The Cubs are well down the road with Correa, a player they’ve coveted since an eye-popping workout at Wrigley Field before he was drafted No. 1 overall by the Astros in 2012. And they’re talking seriously with Atlanta free agent Dansby Swanson as at least a possible Plan B (while the Ricketts mandate lends credence to reports suggesting they could be in play for both).

“Whether or not we’re going to get one of those shortstops, TBD,” Cubs general manager Carter Hawkins said of that position pool Tuesday night. “But we’re certainly actively involved and we’ll see where everything lands.”

Multiple sources said they expected that to get resolved in a matter of days, or faster, “because,” as one of the sources said, “the shortstop market is hot.”

As for Bogaerts, several other teams appear more serious than the Cubs, whose interest was characterized by a source with knowledge of their dialogue as “kicking the tires.”

“I know we’re in play on a lot of players,” Ross said. “And there’s a lot of great players out there. There’s also a lot of great teams in the mix to try to add players.”

The Cubs have met with “dozens” of players.

But Correa would be the jewel of their winter. The big investment in the big-game performer (18 homers, .849 OPS in 79 postseason games).

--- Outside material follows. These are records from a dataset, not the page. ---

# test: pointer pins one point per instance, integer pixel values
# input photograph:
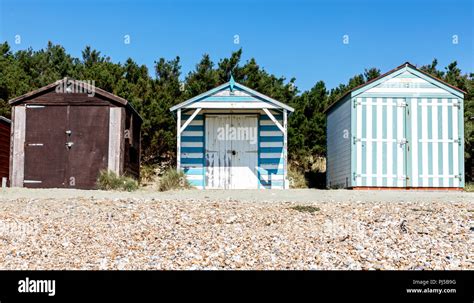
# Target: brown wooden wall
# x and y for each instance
(4, 148)
(88, 120)
(132, 145)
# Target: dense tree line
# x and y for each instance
(26, 70)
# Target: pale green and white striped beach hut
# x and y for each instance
(403, 129)
(233, 137)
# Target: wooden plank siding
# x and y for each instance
(225, 101)
(90, 131)
(406, 132)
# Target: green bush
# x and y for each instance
(173, 179)
(109, 180)
(296, 177)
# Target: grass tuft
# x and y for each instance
(173, 179)
(109, 180)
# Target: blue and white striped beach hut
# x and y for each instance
(233, 137)
(403, 129)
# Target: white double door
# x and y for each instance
(231, 143)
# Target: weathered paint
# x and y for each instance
(207, 162)
(17, 158)
(74, 130)
(338, 172)
(407, 133)
(115, 137)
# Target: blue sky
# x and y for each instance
(291, 38)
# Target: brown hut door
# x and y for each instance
(87, 145)
(45, 154)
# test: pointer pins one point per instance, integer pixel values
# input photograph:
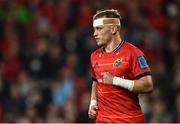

The investment that brings talent to the roster and credibility to the process.

It was just a few months ago, during the season, that Correa said he talked briefly with the Cubs last winter but “didn’t want to be part of no rebuilding.”

This time around, “there’s not been any reservation on his part about any of the teams that have approached us.”

Ross and Hawkins said they’re not exactly making sales pitches to persuade free agents they’re not rebuilding anymore.

But there’s been plenty of talk about visions and what comes next for a team with consecutive losing seasons and a lot of holes to fill.

“You just be realistic about where you are. You talk about what the plan is and how you’re going to go about doing it,” Hawkins said. “It would be unrealistic for us to talk about being a 105-win team next year. So we don’t do that.

“But we do talk about the path that we’re on and the improvements that we’re making and how that player’s going to fit into that plan.”

Adding $71 million starter Marcus Stroman last winter and Jameson Taillon this time around can’t hurt the messaging.

But it can’t be the final word, either.

Because the only way the Cubs keep their 2023 promises and make this work is if they keep banging on that drum. And if the beat goes on.